Jakarta – Menteri Pendidikan Dasar dan Menengah (Mendikdasmen) Abdul Mu’ti mengungkapkan masih ada sekolah yang menyelewengkan penggunaan dana Bantuan Operasional Sekolah (BOS) dan Kartu Indonesia Pintar (KIP). Menurutnya, praktik tersebut menjadi contoh buruk bagi siswa di lingkungan sekolah.

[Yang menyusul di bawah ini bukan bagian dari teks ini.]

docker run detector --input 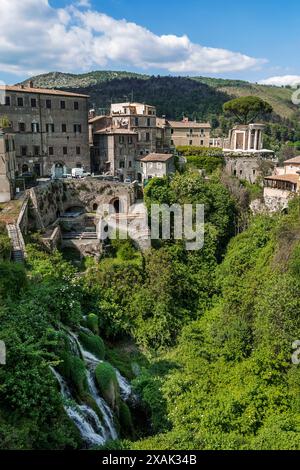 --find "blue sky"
[0,0,300,84]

“Kita masih mendapat adanya informasi misalnya bagaimana dana BOS belum digunakan sebagaimana mestinya, KIP disalahgunakan, dan berbagai kebijakan yang justru immediate environment-nya itu terjadi di sekolah,” ujar Mu’ti saat peluncuran Buku Panduan dan Bahan Ajar Pendidikan Antikorupsi (PAK) bersama Kementerian Dalam Negeri (Kemendagri) dan Kemendikdasmen di Kantor Kemendagri, Jalan Medan Merdeka Utara, Jakarta Pusat, Senin (11/5/2026).

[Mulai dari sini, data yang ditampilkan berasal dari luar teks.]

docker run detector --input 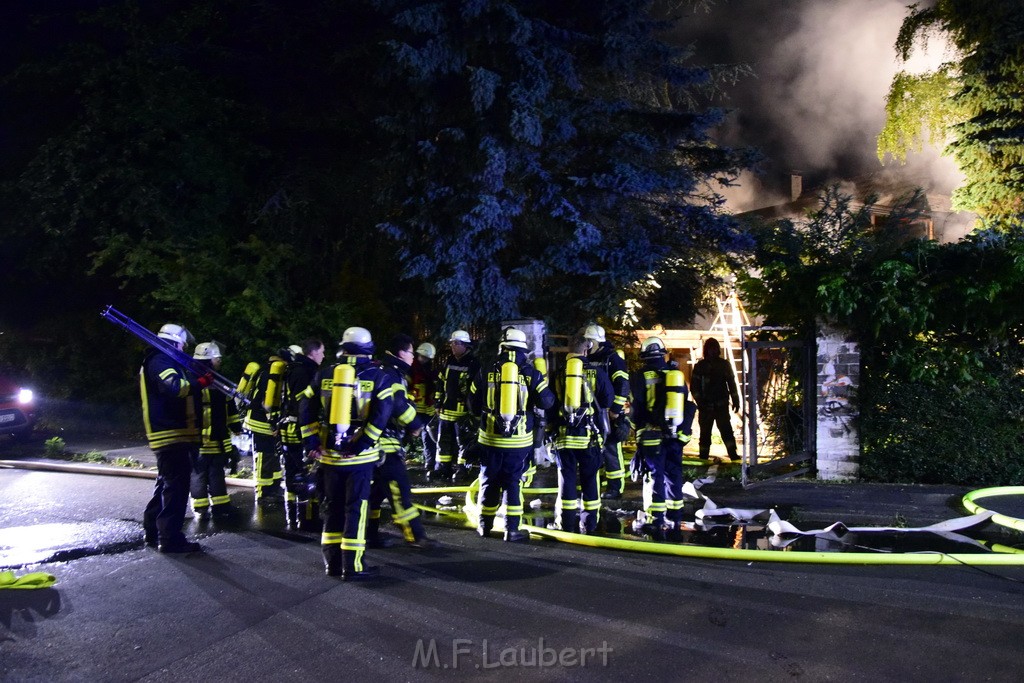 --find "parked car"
[0,374,36,437]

Peluncuran buku panduan tersebut bertujuan memperkuat pendidikan antikorupsi di sekolah-sekolah dasar dan menengah. Mu’ti menekankan pentingnya integritas dalam pengelolaan dana pendidikan agar tidak merusak nilai-nilai yang diajarkan kepada siswa.
Ia juga menyebut bahwa penyimpangan dana BOS dan KIP mencerminkan masalah di lingkungan sekolah itu sendiri, yang seharusnya menjadi teladan. “Ini jadi contoh buruk bagi siswa,” tambahnya.
Pemerintah terus mendorong transparansi dan akuntabilitas dalam program bantuan pendidikan. Data terbaru menunjukkan dana BOS tahun 2026 dialokasikan hingga triliunan rupiah untuk mendukung operasional sekolah negeri dan swasta.